Acho que o papel positivo que as mídias sociais desempenham na pandemia merece muito mais atenção. De fato, informações sobre a pandemia que foram úteis para criar e manter o afastamento social se disseminaram graças aos usuários do Facebook e de outras comunidades online, o que levou à criação de uma espécie de inteligência coletiva. Além disso, as pessoas podem aprender a entender as dificuldades e o mal-estar que o isolamento causa nos outros, e podem ajudar a reduzir esses efeitos. A Coreia do Sul tem a maior taxa de suicídio entre todos os países da OCDE (23,5 por 10 mil pessoas em 2020). Ademais, no estudo que conduzi, descobrimos que quanto mais ativamente uma pessoa se envolve com as mídias sociais, mais feliz ela está. Essas pessoas sentem-se menos isoladas socialmente e tendem a ter uma atitude mais negativa em relação ao suicídio. Embora seja necessário manter distância social por causa da pandemia, o uso das redes ajuda a manter a comunicação no campo digital.

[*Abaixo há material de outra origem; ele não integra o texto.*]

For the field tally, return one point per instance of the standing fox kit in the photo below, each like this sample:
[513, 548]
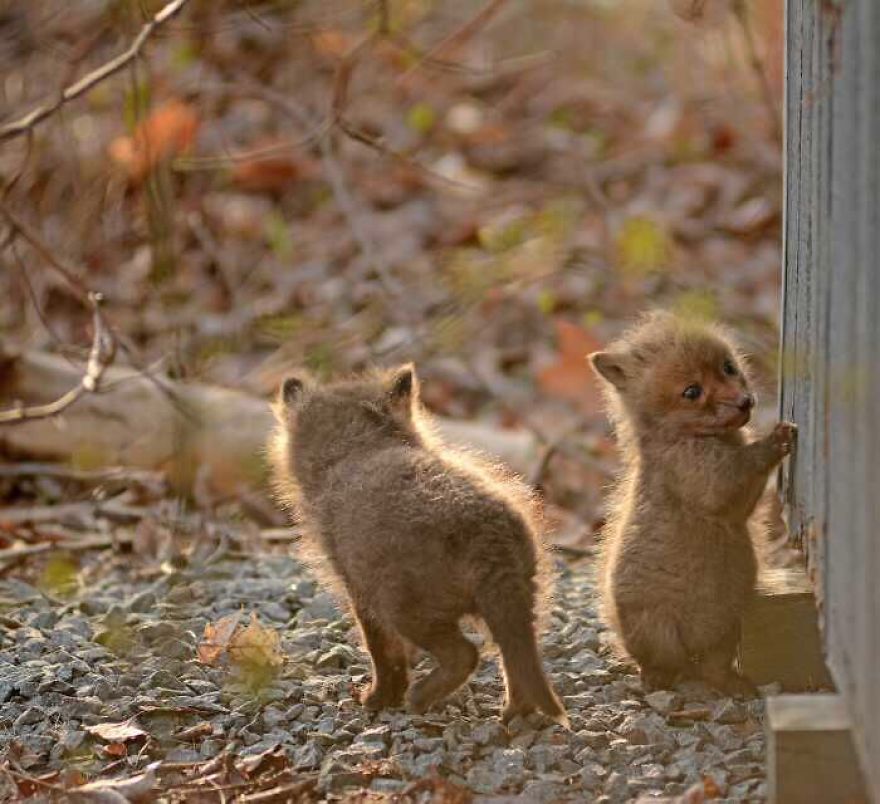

O que você acha do fenômeno batizado de “infodêmico”, referindo-se à forma como as notícias falsas se espalham nas redes sociais como uma doença infecciosa? 

É claro que também observamos esse fenômeno na Coreia, onde informações falsas se espalham muito rapidamente através das mídias sociais. No entanto, com base na minha experiência, muitos usuários tentam fazer uma checagem de fatos sobre as informações e notícias que abordam a pandemia do coronavírus, para verificar se são verdadeiras. Para limitar a disseminação de posts infodêmicos, essas pessoas se posicionam dessa maneira ativamente contra notícias falsas. Ao mesmo tempo, também cabe aos governos centrais, regionais e municipais publicar rapidamente informações oficiais e compartilhá-las com as pessoas. Por exemplo, Daegu, uma cidade grande da Coreia do Sul, desmentiu através do Instagram informações falsas sobre o rastreamento de pessoas infectadas. Como sempre, depende dos esforços dos usuários a utilidade que uma ferramenta de redes social pode ter. 

Que esforços devemos fazer para conseguirmos nos conectar mutuamente no futuro?​​​​​​​


Desde a pandemia, surgiu o metaverso, um espaço virtual coletivo, que proporciona uma nova dimensão de comunicação. De agora em diante, testemunharemos o nascimento e a extinção de novos espaços. Quando os algoritmos limitam nossa conexão apenas àquelas pessoas que são semelhantes a nós, a discriminação e os conflitos podem aumentar. Para evitar isso, os usuários devem desenvolver tolerância e reflexão, para poder aceitar opiniões diferentes das suas. Além disso, as classes sociais que são excluídas do uso de mídias digitais, por exemplo, idosos com déficit de alfabetização digital ou pessoas que não possuem recursos financeiros, devem receber apoio econômico e tecnológico. 

Para que todos possam se comunicar livremente e com igualdade em espaços digitais, devemos continuar tentando tornar isso possível. É preciso fazer um esforço contínuo para que todas as pessoas possam se comunicar livremente e de forma justa no campo digital. Se tivermos sucesso, viveremos em uma era com cada vez mais plataformas que permitem novas conexões, através das quais poderemos nos comunicar independentemente do tempo e do espaço.


 

Biografias

Doohoon Choi é professor de Jornalismo e Radiodifusão na Universidade de Konkuk, na Coreia do Sul. Obteve seu doutorado em Comunicação de Massa na Universidade de Wisconsin-Madison, nos EUA. Seu foco de interesse é o papel que as redes sociais desempenham na sociedade. Atualmente está envolvido em uma pesquisa sobre“comunicação em saúde”.